Dark energy and cosmic inflation are two enigmas in fundamental physics. We have a wide range of theoretical models for these two enigmas and we need precise observational constraints to discriminate among these models. For dark energy, the most prominent observational probe is the baryon acoustic oscillation (BAO) technique that maps the expansion history; for inflation, primordial non-Gaussianities (PNG) that are predicted by certain inflation models can be measured in the late-time Universe. This decade is witnessing a vast influx of high-precision cosmological observational data from various experiments, and the type that is most relevant to probe these two physics is large galaxy redshift surveys, which provide 3D observations of the late-time Universe. We need to improve our analysis techniques to fully realize the potential of those surveys to probe dark energy and inflation. One technique that can benefit both is reconstructing the initial conditions, by removing gravitational nonlinearity from the observed late-time density field.
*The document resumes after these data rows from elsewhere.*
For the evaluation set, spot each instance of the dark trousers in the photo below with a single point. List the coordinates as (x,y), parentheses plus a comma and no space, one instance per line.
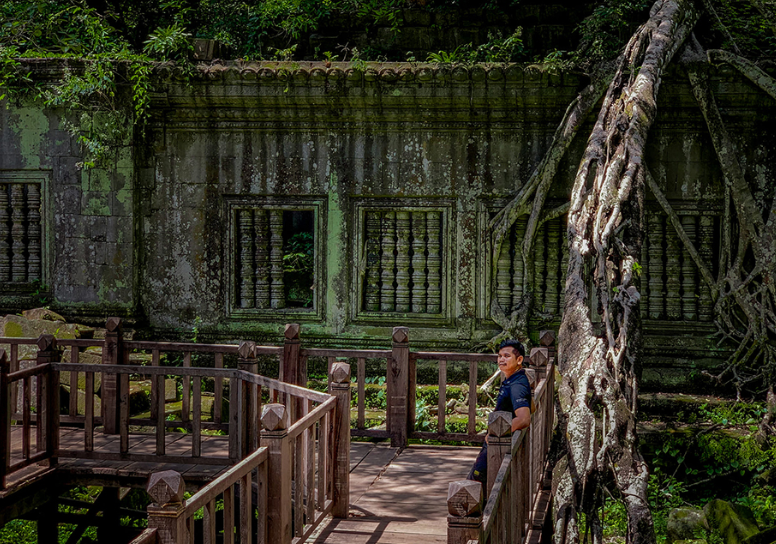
(479,471)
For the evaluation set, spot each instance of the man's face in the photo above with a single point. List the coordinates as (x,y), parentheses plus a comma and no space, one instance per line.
(509,361)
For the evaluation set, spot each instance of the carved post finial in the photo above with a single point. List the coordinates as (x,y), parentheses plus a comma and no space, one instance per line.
(166,487)
(340,373)
(464,498)
(292,331)
(274,417)
(401,335)
(499,424)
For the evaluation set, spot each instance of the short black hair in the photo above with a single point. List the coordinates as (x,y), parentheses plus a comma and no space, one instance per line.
(517,346)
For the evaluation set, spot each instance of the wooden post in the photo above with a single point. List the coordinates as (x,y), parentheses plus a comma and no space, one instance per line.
(112,354)
(499,443)
(464,519)
(274,435)
(166,513)
(340,388)
(398,388)
(48,385)
(247,362)
(5,418)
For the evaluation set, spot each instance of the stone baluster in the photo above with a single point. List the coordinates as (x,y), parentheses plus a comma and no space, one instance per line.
(464,518)
(553,263)
(540,266)
(656,235)
(434,299)
(18,262)
(5,231)
(372,291)
(503,276)
(419,262)
(673,275)
(261,257)
(564,260)
(644,277)
(403,262)
(388,261)
(689,279)
(247,269)
(33,233)
(706,235)
(276,289)
(518,266)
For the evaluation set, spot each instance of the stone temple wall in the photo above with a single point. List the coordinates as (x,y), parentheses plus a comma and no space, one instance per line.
(391,173)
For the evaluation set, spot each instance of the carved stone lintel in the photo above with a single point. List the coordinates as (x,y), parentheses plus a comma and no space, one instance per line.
(464,498)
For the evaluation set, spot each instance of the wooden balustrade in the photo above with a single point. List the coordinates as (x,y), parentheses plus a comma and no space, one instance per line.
(515,477)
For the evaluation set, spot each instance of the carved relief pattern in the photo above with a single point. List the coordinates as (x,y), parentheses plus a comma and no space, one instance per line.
(689,301)
(706,235)
(261,244)
(5,231)
(388,260)
(418,262)
(18,261)
(655,234)
(553,253)
(403,262)
(34,258)
(245,225)
(372,261)
(277,290)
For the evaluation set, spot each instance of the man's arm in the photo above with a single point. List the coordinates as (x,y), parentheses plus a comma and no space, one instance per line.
(522,418)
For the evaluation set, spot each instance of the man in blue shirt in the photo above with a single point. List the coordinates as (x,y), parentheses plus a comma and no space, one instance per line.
(514,397)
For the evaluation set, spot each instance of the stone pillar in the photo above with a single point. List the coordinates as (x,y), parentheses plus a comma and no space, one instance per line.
(499,443)
(112,354)
(340,388)
(398,385)
(464,519)
(165,514)
(275,423)
(247,362)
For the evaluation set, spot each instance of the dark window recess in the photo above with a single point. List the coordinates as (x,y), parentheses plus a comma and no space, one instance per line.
(275,258)
(299,257)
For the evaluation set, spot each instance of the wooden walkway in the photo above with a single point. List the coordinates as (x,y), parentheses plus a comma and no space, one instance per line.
(397,497)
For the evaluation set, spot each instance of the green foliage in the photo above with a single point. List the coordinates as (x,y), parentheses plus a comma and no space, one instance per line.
(169,43)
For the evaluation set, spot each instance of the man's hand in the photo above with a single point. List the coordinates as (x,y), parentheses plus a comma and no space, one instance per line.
(522,419)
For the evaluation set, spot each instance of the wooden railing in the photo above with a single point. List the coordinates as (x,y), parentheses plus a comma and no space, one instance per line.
(278,494)
(516,464)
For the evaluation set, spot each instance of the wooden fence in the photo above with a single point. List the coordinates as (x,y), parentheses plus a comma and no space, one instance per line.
(516,464)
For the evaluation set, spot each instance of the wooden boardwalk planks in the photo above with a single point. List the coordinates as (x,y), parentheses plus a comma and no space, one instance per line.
(398,499)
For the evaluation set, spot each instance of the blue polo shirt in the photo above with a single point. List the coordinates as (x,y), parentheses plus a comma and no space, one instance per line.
(514,393)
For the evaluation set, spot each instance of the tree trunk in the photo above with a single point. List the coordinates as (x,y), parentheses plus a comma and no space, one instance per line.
(600,362)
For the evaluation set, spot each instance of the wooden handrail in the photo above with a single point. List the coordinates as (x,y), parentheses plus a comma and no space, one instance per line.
(226,480)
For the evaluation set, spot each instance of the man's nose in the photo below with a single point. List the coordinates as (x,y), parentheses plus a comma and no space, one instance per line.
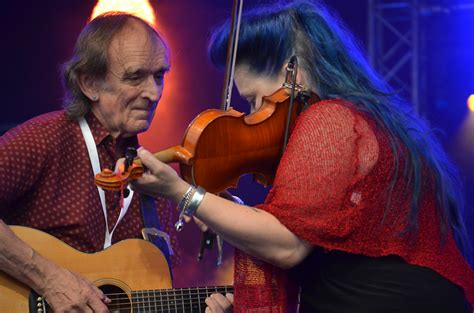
(153,89)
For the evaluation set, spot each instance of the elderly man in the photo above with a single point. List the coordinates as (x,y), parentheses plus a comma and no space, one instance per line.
(114,82)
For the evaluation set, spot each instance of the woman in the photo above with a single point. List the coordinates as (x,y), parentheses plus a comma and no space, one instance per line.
(365,211)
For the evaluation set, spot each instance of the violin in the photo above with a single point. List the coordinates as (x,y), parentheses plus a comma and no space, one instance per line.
(220,146)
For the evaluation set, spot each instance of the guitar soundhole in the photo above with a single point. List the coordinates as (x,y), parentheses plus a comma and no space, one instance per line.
(120,300)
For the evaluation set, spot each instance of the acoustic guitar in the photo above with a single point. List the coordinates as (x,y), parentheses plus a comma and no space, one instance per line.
(133,273)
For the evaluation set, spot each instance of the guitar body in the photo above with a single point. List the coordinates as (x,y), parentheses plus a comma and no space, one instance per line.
(132,264)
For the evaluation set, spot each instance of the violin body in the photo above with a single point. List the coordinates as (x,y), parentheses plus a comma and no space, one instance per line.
(220,146)
(228,144)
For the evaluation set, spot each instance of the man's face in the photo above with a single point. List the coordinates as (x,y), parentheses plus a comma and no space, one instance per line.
(134,83)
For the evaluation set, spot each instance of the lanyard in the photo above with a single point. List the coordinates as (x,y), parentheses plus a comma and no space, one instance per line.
(94,158)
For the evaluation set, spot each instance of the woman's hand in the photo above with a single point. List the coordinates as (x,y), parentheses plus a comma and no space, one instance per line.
(218,303)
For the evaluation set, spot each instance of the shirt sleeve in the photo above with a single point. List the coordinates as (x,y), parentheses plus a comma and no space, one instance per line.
(23,153)
(314,178)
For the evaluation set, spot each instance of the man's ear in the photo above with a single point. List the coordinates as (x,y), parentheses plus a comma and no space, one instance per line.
(89,87)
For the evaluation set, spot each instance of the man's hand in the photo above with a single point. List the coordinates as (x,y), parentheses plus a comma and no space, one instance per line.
(217,303)
(66,291)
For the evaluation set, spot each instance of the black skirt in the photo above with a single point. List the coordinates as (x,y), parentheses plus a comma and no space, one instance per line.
(338,282)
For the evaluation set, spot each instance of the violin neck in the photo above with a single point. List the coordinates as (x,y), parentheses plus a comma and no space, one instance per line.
(176,154)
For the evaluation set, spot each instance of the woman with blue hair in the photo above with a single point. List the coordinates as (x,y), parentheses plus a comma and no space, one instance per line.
(365,213)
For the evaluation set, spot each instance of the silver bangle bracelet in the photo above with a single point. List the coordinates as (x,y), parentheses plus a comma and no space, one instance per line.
(196,200)
(188,205)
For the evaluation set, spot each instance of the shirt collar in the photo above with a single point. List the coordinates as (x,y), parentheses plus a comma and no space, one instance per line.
(103,137)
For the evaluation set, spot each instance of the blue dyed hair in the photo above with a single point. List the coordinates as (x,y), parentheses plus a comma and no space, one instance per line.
(270,35)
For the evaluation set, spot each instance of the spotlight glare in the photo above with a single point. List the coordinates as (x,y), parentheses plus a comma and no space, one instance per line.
(470,102)
(140,8)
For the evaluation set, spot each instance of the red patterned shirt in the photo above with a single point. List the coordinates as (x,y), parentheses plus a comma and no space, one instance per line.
(47,182)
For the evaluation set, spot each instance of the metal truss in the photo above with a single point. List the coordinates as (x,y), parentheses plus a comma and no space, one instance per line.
(394,44)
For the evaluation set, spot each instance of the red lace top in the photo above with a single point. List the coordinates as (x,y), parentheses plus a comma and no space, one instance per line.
(331,190)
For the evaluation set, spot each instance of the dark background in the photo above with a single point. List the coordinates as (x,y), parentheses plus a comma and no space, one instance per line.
(37,36)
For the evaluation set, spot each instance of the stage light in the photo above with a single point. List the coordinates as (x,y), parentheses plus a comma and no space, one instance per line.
(470,103)
(140,8)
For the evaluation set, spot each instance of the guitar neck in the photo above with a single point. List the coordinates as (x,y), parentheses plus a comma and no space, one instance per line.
(166,300)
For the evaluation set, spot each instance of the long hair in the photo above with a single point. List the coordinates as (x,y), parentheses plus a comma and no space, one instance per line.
(269,36)
(91,57)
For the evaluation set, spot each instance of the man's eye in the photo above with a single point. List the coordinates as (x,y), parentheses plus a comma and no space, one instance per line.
(159,79)
(134,78)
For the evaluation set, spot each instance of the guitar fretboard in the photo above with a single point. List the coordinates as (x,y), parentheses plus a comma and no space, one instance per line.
(180,300)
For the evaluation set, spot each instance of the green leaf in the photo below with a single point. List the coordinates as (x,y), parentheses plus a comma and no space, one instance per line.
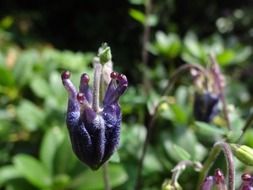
(93,180)
(29,115)
(167,45)
(176,152)
(7,173)
(137,15)
(32,170)
(115,157)
(137,2)
(151,163)
(208,130)
(40,87)
(51,141)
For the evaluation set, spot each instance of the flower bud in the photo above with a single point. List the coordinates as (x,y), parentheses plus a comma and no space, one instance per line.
(205,106)
(167,185)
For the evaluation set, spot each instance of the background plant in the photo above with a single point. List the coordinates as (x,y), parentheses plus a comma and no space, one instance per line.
(38,41)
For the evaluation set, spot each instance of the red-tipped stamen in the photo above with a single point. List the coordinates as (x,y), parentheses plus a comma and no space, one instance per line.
(114,75)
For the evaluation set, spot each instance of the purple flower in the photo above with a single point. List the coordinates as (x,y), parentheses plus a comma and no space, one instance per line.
(94,118)
(218,181)
(247,182)
(206,106)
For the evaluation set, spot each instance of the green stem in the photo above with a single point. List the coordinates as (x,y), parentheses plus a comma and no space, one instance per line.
(106,177)
(96,85)
(221,89)
(218,147)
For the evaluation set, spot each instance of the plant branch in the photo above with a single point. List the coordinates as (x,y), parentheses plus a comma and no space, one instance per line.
(217,76)
(246,126)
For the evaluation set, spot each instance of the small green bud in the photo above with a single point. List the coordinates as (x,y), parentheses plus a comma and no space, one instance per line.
(104,53)
(243,153)
(167,185)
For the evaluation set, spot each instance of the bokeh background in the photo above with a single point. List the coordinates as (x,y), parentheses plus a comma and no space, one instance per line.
(41,38)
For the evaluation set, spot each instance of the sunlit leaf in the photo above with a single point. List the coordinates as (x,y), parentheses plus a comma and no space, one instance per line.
(32,170)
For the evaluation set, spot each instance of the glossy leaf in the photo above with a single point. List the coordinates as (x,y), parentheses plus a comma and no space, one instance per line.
(32,170)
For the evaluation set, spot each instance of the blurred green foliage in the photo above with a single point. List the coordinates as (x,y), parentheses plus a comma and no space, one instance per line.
(35,151)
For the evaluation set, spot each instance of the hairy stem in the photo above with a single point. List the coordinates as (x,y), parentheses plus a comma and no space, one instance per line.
(145,146)
(179,71)
(218,147)
(106,176)
(146,36)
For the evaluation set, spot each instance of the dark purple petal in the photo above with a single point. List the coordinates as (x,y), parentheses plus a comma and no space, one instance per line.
(208,183)
(94,133)
(115,89)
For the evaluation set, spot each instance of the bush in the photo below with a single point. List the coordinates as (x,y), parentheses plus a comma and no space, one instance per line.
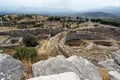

This thesis analyzes a newly proposed reconstruction algorithm in comparison of the standard reconstruction algorithm, in particular in the performance of BAO parameter fitting. Further, we propose a hybrid algorithm to enhance the performance of traditional algorithms using machine learning techniques. After these, we explore the application of reconstruction to constraining PNG and we propose an alternative approach to the usual method to constrain PNG. While the application of reconstruction for BAO is well established, it is not mature for PNG. In the final chapter, we closely analyze two reconstruction algorithms for “cutsky” in real surveys as part of the Dark Energy Spectroscopic Instrument (DESI) Year 1 analysis. This paves way for application of new reconstruction algorithms to real data. To conclude, we discuss further improvements to reconstruction and developments for application of reconstruction for PNG. We also discuss the application of the hybrid reconstruction algorithm to DESI.